En premier lieu des moyens dédiés à l’hébergement. L’hébergement d’urgence (près de 27 000 places) offre un abri, un diagnostic, une orientation. L’hébergement de stabilisation est destiné aux personnes pour lesquelles une insertion professionnelle n’est pas prévisible à brève échéance (près de 8 000 places). L’hébergement d’insertion accueille les personnes ou les familles qui connaissent de graves difficultés, notamment économiques, familiales, de logement, de santé ou d’insertion, en vue de les aider à accéder à une autonomie personnelle et sociale ou à la recouvrer (30 000 places). À côté de ces dispositifs dédiés, les deux tiers environ des logements conventionnés à l’aide au logement temporaire (soit 15 500 logements) accueillent des personnes en attente d’un logement durable. Les places d’hébergement et de logement adapté sont financés principalement par l’État, pour un budget d’environ 800 millions d’euros.

(page 6 du rapport de l’IGAS)

De fait, il n’y a donc pas assez de places pour tout le monde…
Mais encore faudrait-il que les sans-domicile profitent des places existantes ! Selon les secteurs, ce n’est pas toujours le cas. Notamment, parce qu’il est difficile de connaître avec précision les besoins à un endroit donné, ou les profils des personnes concernées. La dernière enquête détaillée de l’INSEE date de 2001, et il n’y en aura pas de nouvelle avant 2012. En clair, la politique n’est pas assez adaptée. Dans son rapport, l’IGAS fait de nombreuses propositions pour améliorer l’efficacité des dispositifs, elle pointe du doigt des structures en trop grand nombre et demande à ce qu’elles soient fusionnées, ou à défaut que les efforts soient davantage coordonnés.
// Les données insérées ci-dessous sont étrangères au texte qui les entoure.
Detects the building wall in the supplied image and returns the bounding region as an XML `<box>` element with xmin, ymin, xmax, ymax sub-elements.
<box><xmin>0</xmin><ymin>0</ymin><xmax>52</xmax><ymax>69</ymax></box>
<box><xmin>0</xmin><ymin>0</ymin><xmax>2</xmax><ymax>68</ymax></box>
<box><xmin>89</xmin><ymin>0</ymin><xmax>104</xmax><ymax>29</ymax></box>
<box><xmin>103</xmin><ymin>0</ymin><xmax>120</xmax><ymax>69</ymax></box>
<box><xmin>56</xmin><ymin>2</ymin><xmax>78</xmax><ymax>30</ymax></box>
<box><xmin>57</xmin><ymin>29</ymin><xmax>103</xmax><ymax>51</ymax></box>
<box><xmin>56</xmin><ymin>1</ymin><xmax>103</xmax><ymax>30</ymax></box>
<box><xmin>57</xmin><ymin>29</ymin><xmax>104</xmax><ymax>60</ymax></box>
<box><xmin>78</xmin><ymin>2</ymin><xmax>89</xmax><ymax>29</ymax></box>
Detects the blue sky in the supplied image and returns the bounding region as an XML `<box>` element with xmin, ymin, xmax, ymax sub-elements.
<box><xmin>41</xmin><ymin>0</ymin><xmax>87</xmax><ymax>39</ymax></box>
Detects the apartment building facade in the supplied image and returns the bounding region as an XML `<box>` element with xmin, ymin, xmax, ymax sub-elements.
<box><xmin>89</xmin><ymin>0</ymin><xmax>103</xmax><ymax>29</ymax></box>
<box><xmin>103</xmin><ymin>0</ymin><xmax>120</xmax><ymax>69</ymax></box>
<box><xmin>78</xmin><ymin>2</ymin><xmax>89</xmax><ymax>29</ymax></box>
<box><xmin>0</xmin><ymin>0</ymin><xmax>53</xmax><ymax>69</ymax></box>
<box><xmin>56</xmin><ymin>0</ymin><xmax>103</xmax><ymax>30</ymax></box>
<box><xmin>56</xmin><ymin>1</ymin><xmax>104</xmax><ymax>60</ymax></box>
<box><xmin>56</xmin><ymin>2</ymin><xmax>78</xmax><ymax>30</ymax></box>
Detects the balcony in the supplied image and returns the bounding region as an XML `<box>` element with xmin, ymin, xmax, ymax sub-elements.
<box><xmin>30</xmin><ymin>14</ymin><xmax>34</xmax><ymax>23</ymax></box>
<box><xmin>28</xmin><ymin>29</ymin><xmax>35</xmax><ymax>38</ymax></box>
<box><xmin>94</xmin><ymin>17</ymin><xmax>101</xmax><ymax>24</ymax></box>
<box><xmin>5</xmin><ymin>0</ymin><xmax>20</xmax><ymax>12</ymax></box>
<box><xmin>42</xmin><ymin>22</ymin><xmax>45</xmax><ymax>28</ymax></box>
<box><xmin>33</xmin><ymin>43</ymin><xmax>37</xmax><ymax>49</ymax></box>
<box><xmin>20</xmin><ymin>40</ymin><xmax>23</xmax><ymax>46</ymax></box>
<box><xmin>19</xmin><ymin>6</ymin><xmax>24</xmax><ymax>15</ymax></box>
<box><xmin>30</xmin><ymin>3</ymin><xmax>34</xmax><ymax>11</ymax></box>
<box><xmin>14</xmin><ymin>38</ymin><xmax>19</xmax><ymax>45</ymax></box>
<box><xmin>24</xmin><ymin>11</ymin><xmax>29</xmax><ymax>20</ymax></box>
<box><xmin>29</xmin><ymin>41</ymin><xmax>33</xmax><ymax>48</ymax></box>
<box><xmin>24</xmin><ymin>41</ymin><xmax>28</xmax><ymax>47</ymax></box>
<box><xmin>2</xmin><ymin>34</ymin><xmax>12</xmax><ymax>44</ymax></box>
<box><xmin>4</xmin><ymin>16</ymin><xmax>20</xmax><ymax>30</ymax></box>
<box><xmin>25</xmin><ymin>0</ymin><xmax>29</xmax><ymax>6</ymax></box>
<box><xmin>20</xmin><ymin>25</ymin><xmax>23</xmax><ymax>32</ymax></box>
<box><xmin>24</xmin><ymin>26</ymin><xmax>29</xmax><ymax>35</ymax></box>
Des logements sociaux pour ceux qui n’en ont pas besoin

Parfois, pour améliorer la situation, il suffit de choses très banales, telles que la simplification de la demande de logement social, par exemple. L’IGAS précise qu’il a fallu attendre l’année 2009 pour que des fichiers communs à tous les bailleurs soient mis en place, ce qui est tout de même la moindre des choses ! Mais bien plus grave, apparemment, le passage des centres d’hébergement d’urgence aux logements sociaux n’est pas aussi aisé qu’on pourrait l’espérer…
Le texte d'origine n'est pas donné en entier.